The NPT, the Chemical Weapons Convention and the Biological
Weapons Convention all expressively provide signatory states
the right to possess and trade dual-use technologies There
is need for clarity and international consensus to be developed
on the types of transfers prohibited and the nature of interdiction
permitted under international law. Naval interdiction by an
informal coalition of states would raise major political and
legal problems that cannot be wished away. Poland, for instance
is a member of the core group; how can Poland play any role
in naval interdiction because of its limited capabilities?
Only United States maintains global naval presence. So it
will be primarily an American operation. What would be the
rules of engagement for such an activity that could contribute
to global instability by flouting the UN Convention on the
Law of the Sea? Russia and China have expressed concern that
PSI is an attempt to substitute interdiction for established
multilateral thinking and is tailored to isolate specific
states, specifically North Korea.
Interdiction of aircraft would raise the prospect of accidents
involving such dangerous material; how to interdict an aircraft
on what sources of information? American spokesmen have stated
that their country could consider, as a last resort, shooting
down a suspected aircraft if it refuses to land; but this
would be the most dangerous operation. Suppose American intelligence
is correct and the aircraft is carrying nuclear fissile material
and it is shot down, what would the consequence be?
The text of the Security Council Resolution 1540 has various
ambiguities in it. The objective placed before the Security
Council was to prevent only terrorist groups from acquiring
ABC weapons. The draft resolution was revised thrice in order
to satisfy the concerns of a country, Pakistan, that has been
involved in the world's greatest proliferation activity, India's
a permanent representative at the United Nations has expressed
concern that the exercise of legislative function by the Security
Council, combined with the recourse to Chapter 7 of the U.N.
Charter, raised serious questions. The Charter does not confer
on the Security Council the authority to enact global legislation
demanding sovereign states to modify their domestic laws and
policies. It can be done by multilateral negotiations between
sovereign states. Moreover, the track record of the Security
Council on disarmament issues is not a happy one. For example,
before the Partial Test Ban Treaty, the United States and
the Soviet Union conducted 116 nuclear tests in a single year,
and many of them were atmospheric tests spreading radioactive
fallout far and wide. The Security Council did not take note
of it. But when India and Pakistan conducted a few nuclear
tests in 1998, it immediately produced a condemnatory resolution.

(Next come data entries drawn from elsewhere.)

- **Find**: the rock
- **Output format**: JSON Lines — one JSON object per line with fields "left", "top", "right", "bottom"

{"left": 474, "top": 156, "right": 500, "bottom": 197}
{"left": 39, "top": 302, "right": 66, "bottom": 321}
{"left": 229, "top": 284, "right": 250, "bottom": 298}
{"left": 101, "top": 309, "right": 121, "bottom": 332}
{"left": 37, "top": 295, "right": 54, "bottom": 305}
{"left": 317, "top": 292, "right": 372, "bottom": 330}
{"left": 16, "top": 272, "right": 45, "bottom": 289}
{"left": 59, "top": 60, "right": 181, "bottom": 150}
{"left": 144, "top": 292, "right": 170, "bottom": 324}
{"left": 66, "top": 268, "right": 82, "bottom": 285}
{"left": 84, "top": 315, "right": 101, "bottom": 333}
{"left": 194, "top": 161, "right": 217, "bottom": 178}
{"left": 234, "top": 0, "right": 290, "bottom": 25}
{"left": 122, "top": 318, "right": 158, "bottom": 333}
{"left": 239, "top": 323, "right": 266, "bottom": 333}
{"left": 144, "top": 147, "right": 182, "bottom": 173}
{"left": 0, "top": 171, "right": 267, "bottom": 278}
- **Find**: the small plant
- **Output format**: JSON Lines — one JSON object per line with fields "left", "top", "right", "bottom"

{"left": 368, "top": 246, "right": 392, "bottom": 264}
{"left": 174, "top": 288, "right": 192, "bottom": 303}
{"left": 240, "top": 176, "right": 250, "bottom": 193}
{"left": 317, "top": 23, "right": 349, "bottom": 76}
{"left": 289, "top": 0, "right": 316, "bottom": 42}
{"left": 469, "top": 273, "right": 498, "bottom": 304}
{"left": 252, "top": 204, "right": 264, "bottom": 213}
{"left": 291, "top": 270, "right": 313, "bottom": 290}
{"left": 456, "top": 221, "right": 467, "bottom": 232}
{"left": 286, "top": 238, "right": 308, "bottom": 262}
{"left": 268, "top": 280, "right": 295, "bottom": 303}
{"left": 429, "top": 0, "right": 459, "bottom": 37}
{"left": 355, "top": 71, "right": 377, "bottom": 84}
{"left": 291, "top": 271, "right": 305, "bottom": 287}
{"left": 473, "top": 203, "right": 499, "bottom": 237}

Even at the latest NPT PrepCom meeting, US representative
Wolf said that the United States policy is that India, Pakistan
and Israel sign the NPT. India cannot be a party to a non-proliferation
regime that refuses to recognize it as a nuclear-weapon power.
India is not a member of the groupings like the Zangger Committee,
the Nuclear Supplier Group, MTCR, the Australia Group and
the Wassenaar Agreement and is, therefore, naturally cautious
of joining another informal grouping like the Proliferation
Security Initiative designed to enforce the nonproliferation
regime. What is needed is a new international consensus on
non-proliferation instead of reliance on more additional groupings
of states that have over the years almost nullified the provisions
of the NPT. The international community should develop new
non-proliferation norms in a multilateral forum and this should
be done within the framework of international law. Moreover,
these norms should be implemented impartially and not whimsically
to suit the national interests of a particular state.